De cette manière, la rétroaction positive des carnets permet d'identifier l'information importante au niveau politique, en transmettant l'information au travers des liens faibles.

Le système réduit le bruit et amplifie le signal. Dans un premier temps, les 12 pairs lisent le sujet au niveau du réseau créatif de Mayfield. Le niveau social scrute les carnets de ses 150 relations et passe les informations significatives au niveau du réseau politique. Le réseau politique a un certain nombre de maximum locaux qui représentent un autre niveau. En vertu du phénomène des six étapes, il faut très peu de liens avant qu'un sujet globalement significatif globalement trace son chemin vers le sommet de la courbe du pouvoir. Cela permet la spécialisation et la diversité au niveau créatif sans générer de bruit au niveau politique.

Le réseau de carnets pro-guerre et anti-guerre en train de débattre actuellement donne un exemple intéressant de maximum local. Chaque maximum local représente l'agrégation d'un réseau de carnets de chaque bord. Ils créent des liens entre les deux bords, au sein d'un échange très intense entre carnets, avec assez peu de bruit et dans un débat critique de haute qualité.[34]

Le cerveau et les réseaux excitables

Peter Kaminski fait les observations suivantes

Depuis quelques années, je travaille sur l'hypothèse que le processus de la pensée dans nos cerveaux, décrit par William Calvin comme "la propriété émergente de réseaux d'excitation récurrents dans la couche superficielle du cortex cérébral", se développe d'une manière similaire aux gens qui travaillent en groupe et en groupes de groupes, jusqu'à la démocratie directe.[35]

Dans la théorie de Calvin, le cortex cérébral est constitué de colonnes de neurones très interconnectés. Ces colonnes réagissent à certains types d'entrées. Quand elle sont excitées, elles excitent leurs voisines.

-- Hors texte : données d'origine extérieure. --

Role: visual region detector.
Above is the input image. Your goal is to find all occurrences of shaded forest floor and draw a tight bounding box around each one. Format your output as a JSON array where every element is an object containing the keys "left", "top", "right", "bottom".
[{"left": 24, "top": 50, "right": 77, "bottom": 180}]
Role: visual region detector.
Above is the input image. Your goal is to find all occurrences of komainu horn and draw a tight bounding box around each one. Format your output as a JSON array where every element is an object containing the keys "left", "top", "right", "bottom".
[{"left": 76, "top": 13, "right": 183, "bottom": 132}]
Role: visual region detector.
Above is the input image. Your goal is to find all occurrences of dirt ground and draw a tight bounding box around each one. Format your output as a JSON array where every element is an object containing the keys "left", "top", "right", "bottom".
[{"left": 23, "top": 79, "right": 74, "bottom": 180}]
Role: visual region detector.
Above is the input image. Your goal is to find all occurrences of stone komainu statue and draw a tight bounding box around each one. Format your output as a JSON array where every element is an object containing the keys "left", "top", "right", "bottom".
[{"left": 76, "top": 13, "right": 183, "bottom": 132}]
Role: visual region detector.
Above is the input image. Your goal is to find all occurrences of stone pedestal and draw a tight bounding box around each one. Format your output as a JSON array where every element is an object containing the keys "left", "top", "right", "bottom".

Si les colonnes voisines réagissent aux mêmes motifs, elles excitent à leur tour leurs voisines. De cette manière, la couche superficielle du cortex cérébral agit comme un espace de vote, chaque colonne de neurone étant excitée par un ensemble de motifs ( idées ) choisissant de résonner et excitant leurs voisins. Quand un nombre significatif de colonnes réagit au même motif, la pensée devient compréhension. Il y a des entrées dans différentes colonnes des organes des sens, et des sorties vers d'autres organes qui agissent à partire de cette compréhension.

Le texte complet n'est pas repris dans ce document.